The big bald one, who hasn’t moved from his spot by the door comes and grabs me by my hair, increasing the stabbing pain in my skull. Throwing me out of the door, I nearly stumble across the gaps in the floorboards but manage to right myself by grabbing the wall, before he shoves me further down the hallway. Doors hang by their hinges, giving way to numerous other destroyed rooms. I wonder if this was once a family home, where children would laugh and play. Once inside the room I was in originally, he shoves me into the wall. All thoughts of happy children, and a pleasant childhood filter away. A small tear escapes me, flowing down my cheek in mourning for the wall I thought I’d epically built and how little it took to make it come crumbling down. I try and mentally prepare myself for the worse, but who knows what that could be?

I will my mind to travel to better things, Becca’s wedding, the business, Liam. Fuck! Why didn’t you listen to him? All the possible what if’s travel around like carousel in my brain and I can’t help but be consumed by them. I hated Liam, I loved him, I loathed, and I craved him. But he didn’t need me as much as I needed him. I don’t even know if he’s looking for me, and why would he? Deep down I know everything’s over. I know that he won’t take me back, I don’t know what shape the business will be in when I get back. When I get back. IF. If I get back.
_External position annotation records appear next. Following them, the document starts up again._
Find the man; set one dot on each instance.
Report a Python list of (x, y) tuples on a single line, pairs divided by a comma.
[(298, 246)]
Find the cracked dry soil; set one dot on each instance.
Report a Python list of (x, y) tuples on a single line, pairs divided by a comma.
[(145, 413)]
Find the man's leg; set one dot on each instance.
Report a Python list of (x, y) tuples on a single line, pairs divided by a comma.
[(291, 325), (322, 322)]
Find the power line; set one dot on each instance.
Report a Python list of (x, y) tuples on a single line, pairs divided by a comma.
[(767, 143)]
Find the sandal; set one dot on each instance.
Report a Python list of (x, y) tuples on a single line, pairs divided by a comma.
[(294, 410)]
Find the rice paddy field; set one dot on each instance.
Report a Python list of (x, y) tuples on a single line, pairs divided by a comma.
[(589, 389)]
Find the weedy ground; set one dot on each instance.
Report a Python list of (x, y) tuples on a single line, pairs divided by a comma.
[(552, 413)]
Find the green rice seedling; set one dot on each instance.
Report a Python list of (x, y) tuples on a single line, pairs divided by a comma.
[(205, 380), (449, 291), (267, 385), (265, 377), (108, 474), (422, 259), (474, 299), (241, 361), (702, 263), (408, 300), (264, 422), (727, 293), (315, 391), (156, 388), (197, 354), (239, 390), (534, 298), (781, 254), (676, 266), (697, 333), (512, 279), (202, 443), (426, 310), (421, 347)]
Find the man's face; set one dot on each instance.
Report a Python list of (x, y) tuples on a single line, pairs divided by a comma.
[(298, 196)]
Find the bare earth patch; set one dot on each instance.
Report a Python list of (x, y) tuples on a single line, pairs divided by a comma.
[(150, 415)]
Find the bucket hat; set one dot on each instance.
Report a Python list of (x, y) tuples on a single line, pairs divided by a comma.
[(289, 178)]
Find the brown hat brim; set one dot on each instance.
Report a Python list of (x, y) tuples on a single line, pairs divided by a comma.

With a swing of his arm out of the corner of my eye I see his fist flying towards me before the pain evaporates around my head. Each blow he delivers to me hurts like hell, but I trained myself to keep the pain inside years ago. The crunch of skin on skin beckons around the room, and I wince and cry out as quietly as I can, already understanding that men like him live off people’s pain. Vivid flash backs happen as I close my eyes, but the pain keeps me grounded, willing me back to the now. My eye starts to swell closed, and on deciding he’s done ruining my face, the next few blows land on my stomach. Curling over I stumble to the floor, crashing my face into the splintering wood. Smashing my lips together when he kicks my ribs into shards of bone to not let him know how much he’s hurting me. I try in vein to attack back, kicking my legs out with the hope that I’ll hit him somewhere special.

My hands claw at nothing in an attempt to save an inch of my body left unbruised. Panic slithers its way around my chest, weaving its way around each broken rib. I’m sore and bruised. My mouth is full of acidic blood, and I pray that I haven’t lost any teeth. After what feels like an eternity the pain stops and everything goes deadly quiet.